The Writers Block Thread

Discussion in 'General Writing' started by Sapphire, Sep 21, 2006.

  1. BayView

    BayView Huh. Interesting. Contributor

    Joined:
    Sep 6, 2014
    Messages:
    10,462
    Likes Received:
    11,689
    Do you talk like this? Like, out loud, would you say "For as I have said, and as you have agreed, seldom do I write anything, and also with effort do I rarely write anything, but hasten to post what I write in a rush."
     
    Wreybies and ChickenFreak like this.
  2. The Dapper Hooligan

    The Dapper Hooligan (V) ( ;,,;) (v) Contributor

    Joined:
    Jul 24, 2017
    Messages:
    5,865
    Likes Received:
    10,738
    Location:
    The great white north.
    Grammar changes over time. It's one of those things along with diction and pronunciation that separates Old English, from Middle English, and again from Early Modern English and Modern English. Using archaic grammar on a modern audience or modern grammar on an archaic audience means neither audience will be able to easily comprehend anything.
     
  3. ChickenFreak

    ChickenFreak Contributor Contributor

    Joined:
    Mar 9, 2010
    Messages:
    15,261
    Likes Received:
    13,082
    Zion, why do you write this way? Have you forgotten what normal English looks like when it's written?

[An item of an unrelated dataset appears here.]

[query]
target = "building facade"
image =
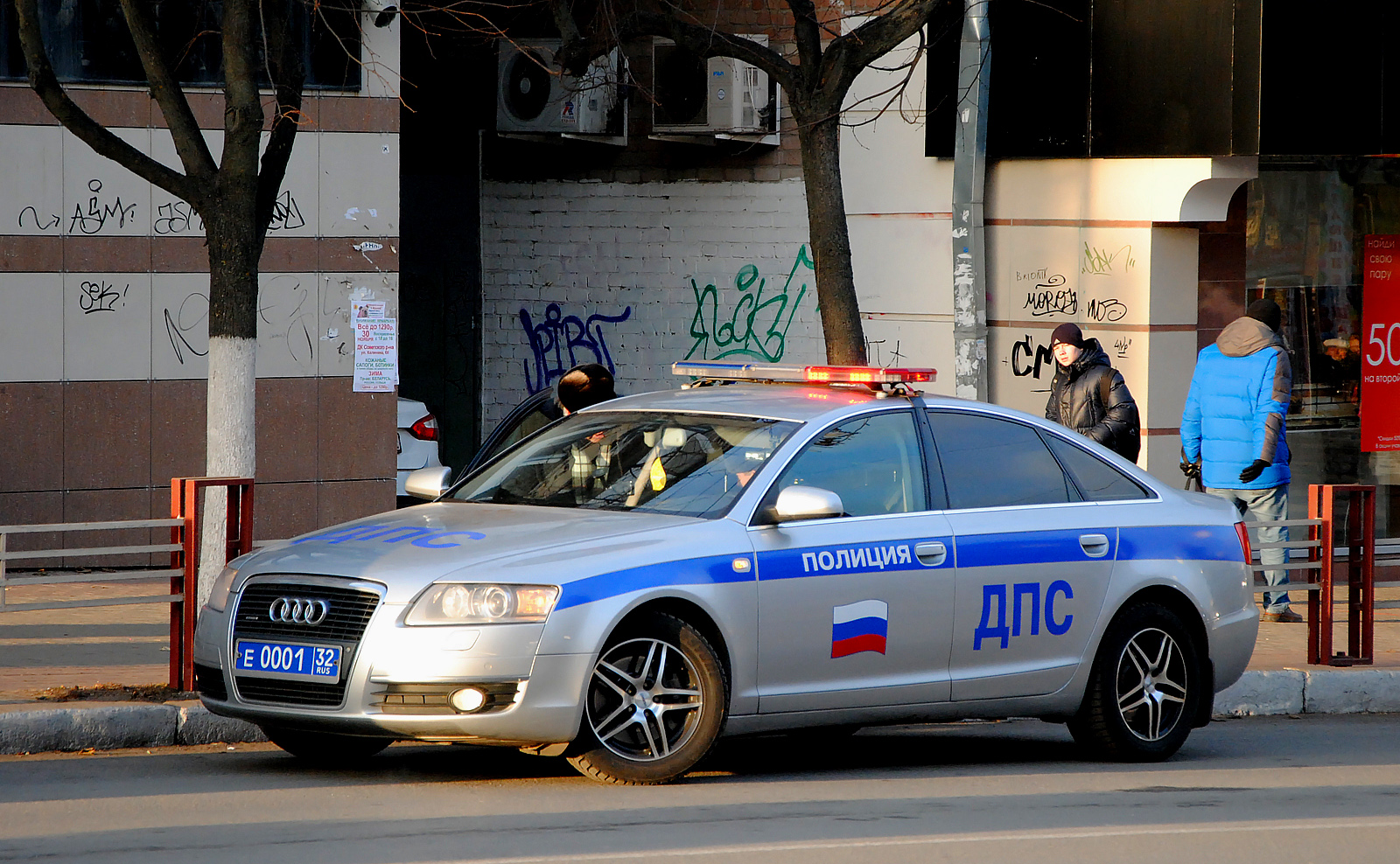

    In normal English, this would look approximately like:

    When I'm writing the things that I post here for critique, I don't usually focus on cadence. If I had, I would see your point, but I haven't. As I said, I don't write very often, and when I do, I usually post it in a rush. So if I'm not putting much effort into cadence, why should I eliminate all effort? I haven't tried so hard that I should give up.

    How do you speak when you speak aloud? I really doubt that you say, "The things that I have requested for my repast, they have not been delivered in their entirety." I bet you say, "Excuse me. I ordered fries. Are they still coming?"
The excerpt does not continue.